The presence of gateways can affect many properties of the implementation. To start with, multicasting becomes more complicated. Consider, for example, the internetwork shown in Fig. 2-36. It consists of four LANs and four gateways, to provide protection against the failure of any gateway.

Fig. 2-36.Multicasting in an internetwork causes trouble.

Imagine that one of the machines on LAN 2 issues a multicast. When the multicast packet arrives at gateways G1 and G3, what should they do? If they discard it, most of the machines will never see it, destroying its value as a multicast. If, however, the algorithm is just to have gateways forward all multicasts, then the packet will be copied to LAN 1 and LAN 4, and shortly thereafter to LAN 3 twice.
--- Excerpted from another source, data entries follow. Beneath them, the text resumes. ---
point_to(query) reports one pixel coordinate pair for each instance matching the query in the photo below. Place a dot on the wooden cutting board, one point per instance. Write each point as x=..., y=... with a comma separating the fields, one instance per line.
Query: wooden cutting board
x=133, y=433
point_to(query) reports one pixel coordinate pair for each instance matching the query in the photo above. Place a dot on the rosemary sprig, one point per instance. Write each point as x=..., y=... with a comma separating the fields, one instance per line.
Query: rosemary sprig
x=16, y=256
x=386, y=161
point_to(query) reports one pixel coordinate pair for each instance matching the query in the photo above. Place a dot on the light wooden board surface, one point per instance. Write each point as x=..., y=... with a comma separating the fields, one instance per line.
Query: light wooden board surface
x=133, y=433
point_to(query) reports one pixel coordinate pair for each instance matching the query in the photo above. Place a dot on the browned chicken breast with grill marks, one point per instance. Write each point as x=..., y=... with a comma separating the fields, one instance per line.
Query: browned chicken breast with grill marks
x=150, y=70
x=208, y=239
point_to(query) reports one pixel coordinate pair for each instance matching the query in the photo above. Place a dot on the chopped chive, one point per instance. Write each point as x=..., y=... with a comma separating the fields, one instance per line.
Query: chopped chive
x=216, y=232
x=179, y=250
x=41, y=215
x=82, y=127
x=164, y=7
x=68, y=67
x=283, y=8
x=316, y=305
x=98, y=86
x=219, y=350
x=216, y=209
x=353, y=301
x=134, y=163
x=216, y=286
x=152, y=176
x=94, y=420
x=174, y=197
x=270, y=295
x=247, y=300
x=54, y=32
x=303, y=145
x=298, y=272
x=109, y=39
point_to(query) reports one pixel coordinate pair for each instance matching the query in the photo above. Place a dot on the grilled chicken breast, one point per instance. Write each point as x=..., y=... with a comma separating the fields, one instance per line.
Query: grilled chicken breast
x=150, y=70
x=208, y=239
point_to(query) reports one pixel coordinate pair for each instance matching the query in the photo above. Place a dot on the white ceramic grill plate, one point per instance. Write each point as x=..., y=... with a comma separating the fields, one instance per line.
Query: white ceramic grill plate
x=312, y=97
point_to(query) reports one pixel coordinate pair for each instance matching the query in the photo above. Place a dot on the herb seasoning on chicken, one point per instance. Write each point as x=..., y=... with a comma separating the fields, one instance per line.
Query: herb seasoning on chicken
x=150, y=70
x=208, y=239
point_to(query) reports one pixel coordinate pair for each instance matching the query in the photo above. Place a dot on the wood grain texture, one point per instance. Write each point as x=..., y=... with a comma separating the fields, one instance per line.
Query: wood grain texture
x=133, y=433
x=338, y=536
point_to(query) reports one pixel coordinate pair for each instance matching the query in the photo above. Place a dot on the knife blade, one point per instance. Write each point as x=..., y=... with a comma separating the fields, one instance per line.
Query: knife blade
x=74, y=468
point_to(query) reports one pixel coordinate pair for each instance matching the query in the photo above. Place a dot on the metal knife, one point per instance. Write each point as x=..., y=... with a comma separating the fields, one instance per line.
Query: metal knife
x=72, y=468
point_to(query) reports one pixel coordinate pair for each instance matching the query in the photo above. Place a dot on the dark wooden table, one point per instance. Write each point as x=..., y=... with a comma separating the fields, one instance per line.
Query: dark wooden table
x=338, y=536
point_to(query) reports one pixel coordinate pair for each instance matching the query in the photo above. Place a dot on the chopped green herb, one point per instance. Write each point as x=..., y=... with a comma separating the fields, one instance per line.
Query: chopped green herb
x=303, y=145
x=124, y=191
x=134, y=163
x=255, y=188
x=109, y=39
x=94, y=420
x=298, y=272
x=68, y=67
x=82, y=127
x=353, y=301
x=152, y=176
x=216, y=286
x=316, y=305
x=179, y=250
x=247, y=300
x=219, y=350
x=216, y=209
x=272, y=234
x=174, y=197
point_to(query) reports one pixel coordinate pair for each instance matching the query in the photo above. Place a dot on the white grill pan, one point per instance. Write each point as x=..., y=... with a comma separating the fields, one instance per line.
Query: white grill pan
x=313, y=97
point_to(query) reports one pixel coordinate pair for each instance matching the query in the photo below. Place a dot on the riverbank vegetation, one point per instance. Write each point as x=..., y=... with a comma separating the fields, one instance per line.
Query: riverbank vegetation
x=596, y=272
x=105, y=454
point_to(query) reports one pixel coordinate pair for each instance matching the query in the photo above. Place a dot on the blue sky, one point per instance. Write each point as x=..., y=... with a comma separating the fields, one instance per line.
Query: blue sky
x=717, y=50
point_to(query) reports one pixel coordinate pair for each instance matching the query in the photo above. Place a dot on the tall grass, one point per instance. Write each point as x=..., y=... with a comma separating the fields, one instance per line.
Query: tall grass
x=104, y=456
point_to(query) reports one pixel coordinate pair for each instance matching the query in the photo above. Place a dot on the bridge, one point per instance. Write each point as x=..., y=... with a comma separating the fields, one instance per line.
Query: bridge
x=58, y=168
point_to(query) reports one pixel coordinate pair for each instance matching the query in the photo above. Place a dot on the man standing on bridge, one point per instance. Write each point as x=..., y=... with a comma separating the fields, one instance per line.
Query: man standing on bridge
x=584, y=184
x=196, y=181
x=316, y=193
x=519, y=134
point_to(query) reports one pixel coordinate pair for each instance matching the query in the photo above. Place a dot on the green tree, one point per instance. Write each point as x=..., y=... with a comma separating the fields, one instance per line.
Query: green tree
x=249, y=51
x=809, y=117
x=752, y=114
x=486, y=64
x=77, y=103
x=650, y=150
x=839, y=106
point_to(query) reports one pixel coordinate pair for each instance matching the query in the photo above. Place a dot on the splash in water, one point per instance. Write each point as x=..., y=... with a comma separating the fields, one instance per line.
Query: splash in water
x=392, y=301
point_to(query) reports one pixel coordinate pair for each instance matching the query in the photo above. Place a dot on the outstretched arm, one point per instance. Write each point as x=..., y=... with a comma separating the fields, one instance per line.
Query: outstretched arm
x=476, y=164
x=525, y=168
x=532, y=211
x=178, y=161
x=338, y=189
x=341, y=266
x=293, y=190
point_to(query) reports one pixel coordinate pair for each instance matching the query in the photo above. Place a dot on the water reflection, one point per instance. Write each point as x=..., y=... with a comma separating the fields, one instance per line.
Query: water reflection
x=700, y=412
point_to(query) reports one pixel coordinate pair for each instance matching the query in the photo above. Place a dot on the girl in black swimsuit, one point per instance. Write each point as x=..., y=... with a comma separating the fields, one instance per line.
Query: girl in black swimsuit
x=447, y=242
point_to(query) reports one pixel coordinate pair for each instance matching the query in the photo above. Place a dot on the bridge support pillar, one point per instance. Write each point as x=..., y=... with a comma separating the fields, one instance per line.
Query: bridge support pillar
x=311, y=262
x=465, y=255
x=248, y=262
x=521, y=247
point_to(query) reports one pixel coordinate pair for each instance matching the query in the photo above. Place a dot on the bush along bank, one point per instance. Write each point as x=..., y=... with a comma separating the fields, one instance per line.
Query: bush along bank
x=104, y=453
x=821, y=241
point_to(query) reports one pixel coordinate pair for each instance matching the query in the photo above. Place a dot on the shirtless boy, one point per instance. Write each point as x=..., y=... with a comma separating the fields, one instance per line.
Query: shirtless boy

Worse yet, gateway G2 will see G4 's multicast and copy it to LAN 2, and vice versa. Clearly, a more sophisticated algorithm involving keeping track of previous packets is required to avoid exponential growth in the number of packets multicast.

Another problem with an internetwork is that some methods of group communication take advantage of the fact that only one packet can be on a LAN at any instant. In effect, the order of packet transmission defines an absolute global time order, which as we have seen, is frequently crucial. With gateways and multiple networks, it is possible for two packets to be "on the wire" simultaneously, thus destroying this useful property.